I love boobs! They’re magnificent and powerful and they deserve our love and respect. They aren’t always the easiest to carry around, so people who have them deserve our love and respect as well! However, my initial infatuation with capital knockers came from a more primal place that some may describe as “hornt.” Twelve-year-old me would find any chance he had to look at boobs. Because my access to the internet was still in its infancy and there were only so many magazines you could find in the woods, the easiest place to gaze upon glorious breasts was professional wrestling.
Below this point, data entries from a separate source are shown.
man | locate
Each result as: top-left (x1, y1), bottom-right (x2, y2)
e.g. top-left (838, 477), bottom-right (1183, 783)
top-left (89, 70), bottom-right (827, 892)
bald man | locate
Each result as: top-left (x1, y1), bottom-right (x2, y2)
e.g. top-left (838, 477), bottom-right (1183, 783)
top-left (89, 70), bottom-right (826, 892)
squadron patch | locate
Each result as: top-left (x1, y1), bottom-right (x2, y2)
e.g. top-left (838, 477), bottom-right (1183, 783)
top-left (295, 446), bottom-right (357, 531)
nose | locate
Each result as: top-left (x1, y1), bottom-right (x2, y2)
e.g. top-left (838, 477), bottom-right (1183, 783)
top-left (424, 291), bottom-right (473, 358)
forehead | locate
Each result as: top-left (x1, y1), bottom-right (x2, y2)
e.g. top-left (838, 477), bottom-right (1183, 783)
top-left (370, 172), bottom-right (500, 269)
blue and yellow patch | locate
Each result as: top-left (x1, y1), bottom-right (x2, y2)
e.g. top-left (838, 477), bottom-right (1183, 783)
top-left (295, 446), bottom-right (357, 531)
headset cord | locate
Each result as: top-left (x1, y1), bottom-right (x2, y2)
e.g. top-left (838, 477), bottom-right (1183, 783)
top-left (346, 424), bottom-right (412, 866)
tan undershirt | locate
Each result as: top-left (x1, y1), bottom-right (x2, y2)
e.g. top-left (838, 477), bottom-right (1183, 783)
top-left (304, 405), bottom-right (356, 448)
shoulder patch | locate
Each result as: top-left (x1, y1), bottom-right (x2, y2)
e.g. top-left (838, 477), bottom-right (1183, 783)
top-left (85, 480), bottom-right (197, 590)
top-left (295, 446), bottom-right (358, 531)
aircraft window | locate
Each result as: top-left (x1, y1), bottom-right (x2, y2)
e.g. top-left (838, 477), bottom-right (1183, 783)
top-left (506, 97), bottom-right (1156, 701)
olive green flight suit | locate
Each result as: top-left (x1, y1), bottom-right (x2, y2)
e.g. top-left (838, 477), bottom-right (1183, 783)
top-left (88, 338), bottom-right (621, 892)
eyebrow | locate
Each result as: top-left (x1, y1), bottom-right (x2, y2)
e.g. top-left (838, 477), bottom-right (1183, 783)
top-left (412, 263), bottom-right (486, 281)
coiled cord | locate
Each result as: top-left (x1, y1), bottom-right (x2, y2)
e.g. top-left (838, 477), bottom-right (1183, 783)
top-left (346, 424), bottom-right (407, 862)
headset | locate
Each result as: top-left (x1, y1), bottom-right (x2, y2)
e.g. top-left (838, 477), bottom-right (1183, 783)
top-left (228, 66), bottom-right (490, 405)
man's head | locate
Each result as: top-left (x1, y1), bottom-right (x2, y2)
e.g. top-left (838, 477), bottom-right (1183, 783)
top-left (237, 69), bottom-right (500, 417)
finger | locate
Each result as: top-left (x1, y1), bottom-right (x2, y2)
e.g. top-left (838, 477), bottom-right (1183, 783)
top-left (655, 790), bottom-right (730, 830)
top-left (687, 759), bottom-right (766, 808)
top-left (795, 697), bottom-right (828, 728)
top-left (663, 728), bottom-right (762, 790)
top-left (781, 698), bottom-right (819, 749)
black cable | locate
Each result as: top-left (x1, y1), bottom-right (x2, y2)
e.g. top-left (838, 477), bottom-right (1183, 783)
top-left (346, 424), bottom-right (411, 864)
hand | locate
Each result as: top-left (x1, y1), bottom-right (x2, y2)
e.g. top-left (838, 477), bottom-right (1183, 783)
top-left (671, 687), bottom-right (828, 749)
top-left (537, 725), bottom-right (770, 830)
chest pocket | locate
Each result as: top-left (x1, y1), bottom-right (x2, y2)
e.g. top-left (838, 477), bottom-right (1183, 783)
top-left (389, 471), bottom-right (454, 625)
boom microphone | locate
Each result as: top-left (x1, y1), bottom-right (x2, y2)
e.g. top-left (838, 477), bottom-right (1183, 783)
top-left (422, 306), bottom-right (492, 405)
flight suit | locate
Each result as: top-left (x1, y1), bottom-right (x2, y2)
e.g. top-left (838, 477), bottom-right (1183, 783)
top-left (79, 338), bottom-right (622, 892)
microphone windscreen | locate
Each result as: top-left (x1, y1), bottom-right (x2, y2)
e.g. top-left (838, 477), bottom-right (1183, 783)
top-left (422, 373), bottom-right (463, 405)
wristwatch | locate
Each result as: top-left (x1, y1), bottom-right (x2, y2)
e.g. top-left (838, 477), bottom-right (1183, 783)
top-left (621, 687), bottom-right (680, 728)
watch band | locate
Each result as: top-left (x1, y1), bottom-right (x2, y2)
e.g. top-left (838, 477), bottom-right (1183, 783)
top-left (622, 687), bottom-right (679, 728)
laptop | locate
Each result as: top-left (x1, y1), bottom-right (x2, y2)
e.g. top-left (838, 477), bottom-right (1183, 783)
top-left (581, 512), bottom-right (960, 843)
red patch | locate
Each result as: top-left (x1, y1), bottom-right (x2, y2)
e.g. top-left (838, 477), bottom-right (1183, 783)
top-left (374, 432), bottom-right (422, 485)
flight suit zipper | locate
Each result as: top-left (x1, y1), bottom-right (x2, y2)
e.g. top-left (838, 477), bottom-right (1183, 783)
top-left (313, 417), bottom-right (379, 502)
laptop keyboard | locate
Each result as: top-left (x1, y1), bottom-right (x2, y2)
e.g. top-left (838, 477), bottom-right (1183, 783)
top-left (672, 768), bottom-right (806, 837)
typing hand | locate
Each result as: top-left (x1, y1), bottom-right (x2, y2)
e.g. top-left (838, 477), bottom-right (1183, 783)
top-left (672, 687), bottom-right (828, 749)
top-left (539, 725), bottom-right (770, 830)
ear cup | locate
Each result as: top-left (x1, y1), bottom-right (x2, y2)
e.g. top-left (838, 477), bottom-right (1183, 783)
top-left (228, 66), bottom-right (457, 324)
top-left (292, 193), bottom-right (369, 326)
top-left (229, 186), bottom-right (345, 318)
Looking back on what pro wrestling was when I first started watching it is difficult. The misogyny is mean, insane, and rampant. It is not just in how some female wrestlers were presented, the fact that pro wrestling (especially the WWE) had a low opinion of women was on full display in interviews, video games, and anything else branded with their company name. Some promos would feel like a reverse Bechdel Test, just two men, finding a way to slut shame a woman who wasn’t present. Luckily, a lot of that shittier stuff went over my head and/or did not appeal to my younger, more impressionable, outrageously horny self. I would have followed those ladies anywhere, even to the Super Bowl.

Never one to pass up a branding opportunity, Vince McMahon’s WWE partnered with GoDaddy.com in 2005 for a Super Bowl ad. One of their then-wrestlers/valets/they may have started calling them “divas” at this point, Candice Michelle, appeared in an ad for GoDaddy. She played a woman who appears before Congress(?) to promote GoDaddy.com for its services, whatever those may be (almost twenty years later I still don’t know and refuse to look it up), wearing a tight tank top that keeps malfunctioning. It’s crazy, kind of tepid now but still boorish (intentionally so), and aimed at 13-year-old boys.
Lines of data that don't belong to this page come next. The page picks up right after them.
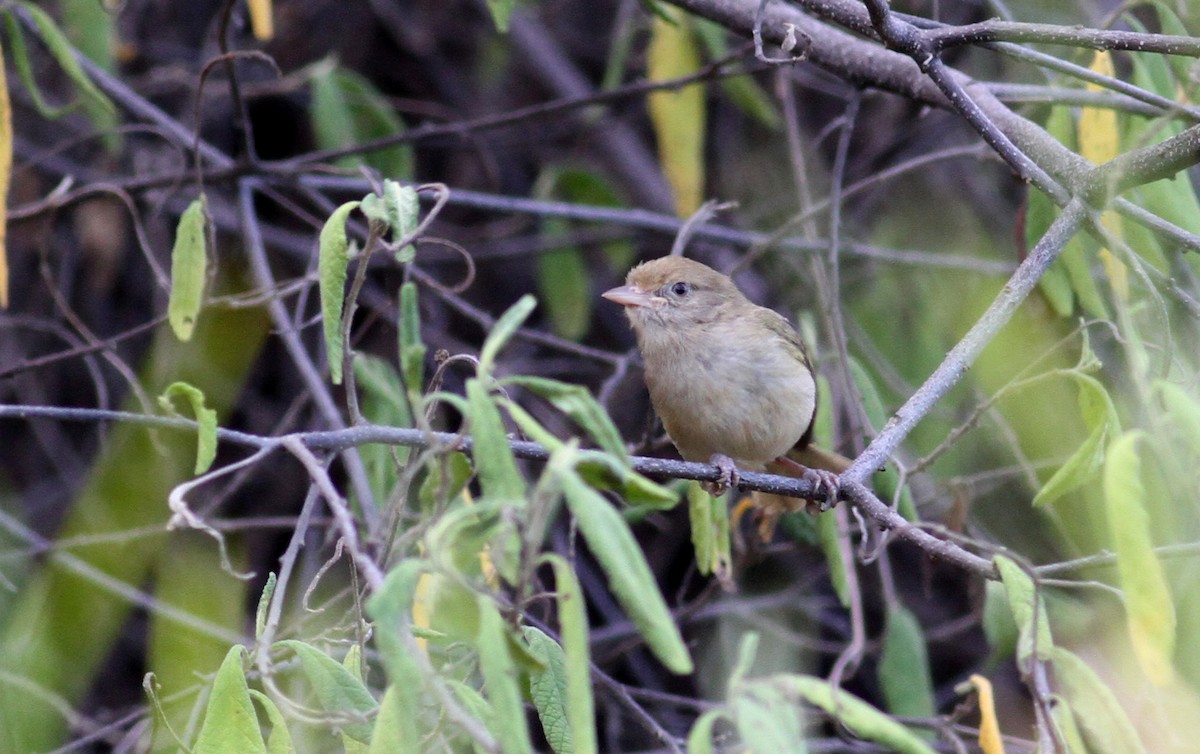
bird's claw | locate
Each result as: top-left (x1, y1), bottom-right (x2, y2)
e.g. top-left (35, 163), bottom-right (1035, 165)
top-left (704, 453), bottom-right (742, 497)
top-left (800, 468), bottom-right (841, 513)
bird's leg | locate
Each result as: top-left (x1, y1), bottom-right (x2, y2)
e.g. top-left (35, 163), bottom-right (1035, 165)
top-left (775, 455), bottom-right (841, 513)
top-left (704, 453), bottom-right (742, 497)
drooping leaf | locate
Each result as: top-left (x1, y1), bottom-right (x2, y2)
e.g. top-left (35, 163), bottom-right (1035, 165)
top-left (1050, 647), bottom-right (1146, 754)
top-left (880, 605), bottom-right (936, 717)
top-left (547, 453), bottom-right (692, 674)
top-left (542, 552), bottom-right (599, 754)
top-left (158, 382), bottom-right (217, 474)
top-left (760, 675), bottom-right (934, 754)
top-left (275, 639), bottom-right (378, 743)
top-left (467, 378), bottom-right (526, 502)
top-left (476, 596), bottom-right (533, 754)
top-left (317, 202), bottom-right (360, 385)
top-left (192, 645), bottom-right (266, 754)
top-left (992, 555), bottom-right (1054, 671)
top-left (1033, 371), bottom-right (1121, 507)
top-left (478, 294), bottom-right (538, 377)
top-left (1104, 432), bottom-right (1175, 686)
top-left (167, 199), bottom-right (210, 341)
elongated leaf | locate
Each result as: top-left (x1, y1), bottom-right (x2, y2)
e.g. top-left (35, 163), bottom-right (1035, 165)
top-left (646, 6), bottom-right (707, 217)
top-left (688, 707), bottom-right (728, 754)
top-left (1104, 432), bottom-right (1175, 686)
top-left (192, 645), bottom-right (266, 754)
top-left (13, 2), bottom-right (116, 112)
top-left (250, 689), bottom-right (294, 754)
top-left (397, 281), bottom-right (426, 393)
top-left (880, 605), bottom-right (936, 717)
top-left (524, 626), bottom-right (575, 754)
top-left (730, 686), bottom-right (808, 754)
top-left (992, 555), bottom-right (1054, 671)
top-left (1050, 647), bottom-right (1146, 754)
top-left (310, 60), bottom-right (413, 178)
top-left (478, 294), bottom-right (538, 377)
top-left (158, 382), bottom-right (217, 474)
top-left (467, 378), bottom-right (526, 502)
top-left (1033, 372), bottom-right (1121, 505)
top-left (547, 453), bottom-right (692, 674)
top-left (542, 552), bottom-right (599, 754)
top-left (0, 30), bottom-right (12, 309)
top-left (275, 639), bottom-right (378, 743)
top-left (503, 376), bottom-right (629, 459)
top-left (764, 675), bottom-right (934, 754)
top-left (317, 202), bottom-right (360, 385)
top-left (167, 199), bottom-right (209, 341)
top-left (478, 596), bottom-right (533, 754)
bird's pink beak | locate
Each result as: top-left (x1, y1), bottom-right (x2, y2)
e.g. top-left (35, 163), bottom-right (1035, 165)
top-left (600, 286), bottom-right (653, 306)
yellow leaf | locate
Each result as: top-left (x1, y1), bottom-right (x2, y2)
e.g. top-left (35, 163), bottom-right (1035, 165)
top-left (247, 0), bottom-right (275, 41)
top-left (0, 36), bottom-right (12, 309)
top-left (970, 674), bottom-right (1004, 754)
top-left (646, 6), bottom-right (706, 217)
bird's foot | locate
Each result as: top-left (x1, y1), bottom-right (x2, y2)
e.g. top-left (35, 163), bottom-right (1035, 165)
top-left (704, 453), bottom-right (742, 497)
top-left (775, 455), bottom-right (841, 513)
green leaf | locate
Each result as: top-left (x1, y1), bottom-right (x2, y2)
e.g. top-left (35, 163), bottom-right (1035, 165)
top-left (254, 570), bottom-right (275, 639)
top-left (541, 552), bottom-right (598, 754)
top-left (367, 680), bottom-right (421, 754)
top-left (809, 516), bottom-right (850, 608)
top-left (688, 707), bottom-right (728, 754)
top-left (992, 555), bottom-right (1054, 672)
top-left (158, 382), bottom-right (217, 474)
top-left (275, 639), bottom-right (378, 743)
top-left (730, 684), bottom-right (808, 754)
top-left (317, 202), bottom-right (361, 385)
top-left (250, 689), bottom-right (295, 754)
top-left (766, 675), bottom-right (934, 754)
top-left (397, 280), bottom-right (426, 391)
top-left (983, 580), bottom-right (1018, 668)
top-left (478, 294), bottom-right (538, 377)
top-left (5, 2), bottom-right (116, 118)
top-left (1033, 371), bottom-right (1121, 507)
top-left (880, 605), bottom-right (936, 718)
top-left (487, 0), bottom-right (517, 32)
top-left (476, 594), bottom-right (533, 754)
top-left (167, 199), bottom-right (209, 341)
top-left (547, 451), bottom-right (692, 674)
top-left (308, 60), bottom-right (413, 179)
top-left (366, 558), bottom-right (426, 754)
top-left (1050, 647), bottom-right (1146, 754)
top-left (350, 353), bottom-right (413, 499)
top-left (536, 241), bottom-right (593, 341)
top-left (502, 376), bottom-right (629, 459)
top-left (523, 626), bottom-right (575, 754)
top-left (192, 645), bottom-right (266, 754)
top-left (467, 378), bottom-right (526, 502)
top-left (1104, 431), bottom-right (1175, 686)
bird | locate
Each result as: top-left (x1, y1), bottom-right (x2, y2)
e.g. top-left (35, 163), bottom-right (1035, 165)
top-left (601, 256), bottom-right (851, 516)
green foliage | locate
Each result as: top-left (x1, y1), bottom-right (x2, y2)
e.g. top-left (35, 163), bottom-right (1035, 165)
top-left (310, 59), bottom-right (413, 180)
top-left (158, 382), bottom-right (217, 474)
top-left (167, 193), bottom-right (210, 341)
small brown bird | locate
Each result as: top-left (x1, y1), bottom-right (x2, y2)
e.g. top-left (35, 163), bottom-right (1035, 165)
top-left (602, 257), bottom-right (850, 513)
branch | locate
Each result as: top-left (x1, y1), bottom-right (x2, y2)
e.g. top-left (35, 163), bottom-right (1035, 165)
top-left (0, 405), bottom-right (995, 578)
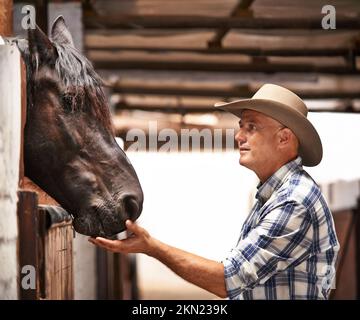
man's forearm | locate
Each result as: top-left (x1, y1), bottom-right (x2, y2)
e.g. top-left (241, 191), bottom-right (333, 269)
top-left (147, 238), bottom-right (226, 298)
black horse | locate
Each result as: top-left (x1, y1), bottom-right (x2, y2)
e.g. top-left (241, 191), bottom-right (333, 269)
top-left (18, 16), bottom-right (143, 236)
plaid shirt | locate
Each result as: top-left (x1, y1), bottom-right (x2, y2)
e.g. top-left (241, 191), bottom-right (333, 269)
top-left (223, 157), bottom-right (340, 300)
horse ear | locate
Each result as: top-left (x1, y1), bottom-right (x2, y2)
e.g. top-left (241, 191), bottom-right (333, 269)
top-left (51, 16), bottom-right (74, 47)
top-left (28, 25), bottom-right (55, 58)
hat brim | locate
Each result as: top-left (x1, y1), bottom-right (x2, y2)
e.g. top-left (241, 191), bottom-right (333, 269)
top-left (215, 99), bottom-right (323, 167)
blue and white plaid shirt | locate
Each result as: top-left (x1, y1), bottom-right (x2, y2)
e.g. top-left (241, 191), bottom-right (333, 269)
top-left (223, 157), bottom-right (340, 300)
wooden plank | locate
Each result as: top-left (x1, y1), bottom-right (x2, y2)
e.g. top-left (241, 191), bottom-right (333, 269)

If I’ve learned anything in recent years, it’s that many men never leave adolescence. So, whatever GoDaddy was selling must have been important to those men, as “risque” Super Bowl ads became the company’s thing for a while. One commercial they made featured Danica Patrick showering as college guys watched on and then added another lady with their computer. It’s like a Maxim magazine coming to life and spraying Axe body spray in your face. GoDaddy did move away from its more teen-boy-oriented commercials and stopped doing the big game in 2015. Now they’re back, all “grown up,” and shilling AI!
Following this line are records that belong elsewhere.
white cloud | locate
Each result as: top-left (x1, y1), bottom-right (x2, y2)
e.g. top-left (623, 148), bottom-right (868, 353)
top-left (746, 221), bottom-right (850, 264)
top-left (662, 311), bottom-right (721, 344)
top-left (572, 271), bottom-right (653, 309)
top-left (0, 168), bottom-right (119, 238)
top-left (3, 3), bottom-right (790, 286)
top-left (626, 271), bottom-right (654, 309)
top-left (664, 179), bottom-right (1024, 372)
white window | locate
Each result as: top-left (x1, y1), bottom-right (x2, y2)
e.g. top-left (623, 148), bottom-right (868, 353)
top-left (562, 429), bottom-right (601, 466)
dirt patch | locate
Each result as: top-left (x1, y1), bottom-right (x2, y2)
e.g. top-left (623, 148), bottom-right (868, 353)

GoDaddy will have a commercial in this year’s Super Bowl to tout their new AI program that’s supposed to help you do things faster or some such bullshit. This isn’t an ad for GoDaddy.com, this is me airing my disappointment. I grew up knowing plenty of creeps who aged into more efficient creeps. I’ve also known creeps who have grown into fine, upstanding people who at the very least have learned boundaries. GoDaddy going from immature perv to AI-bro is the second-worst path a pervert can go down.

I had a healthy obsession growing up that grew into loving respect. I’ve grown and bettered myself and that journey will never end. GoDaddy took a step back, looked at their business (whatever it is), and thought, “Let’s find the easy, anti-innovative way forward.” Instead of sharing God’s greatest gift to us (albeit in an immature, often offensive manner) with Super Bowl viewers, they are hawking trash technology that is speedily heating the planet. What happened to you, GoDaddy? You used to be cool (to 13-year-olds).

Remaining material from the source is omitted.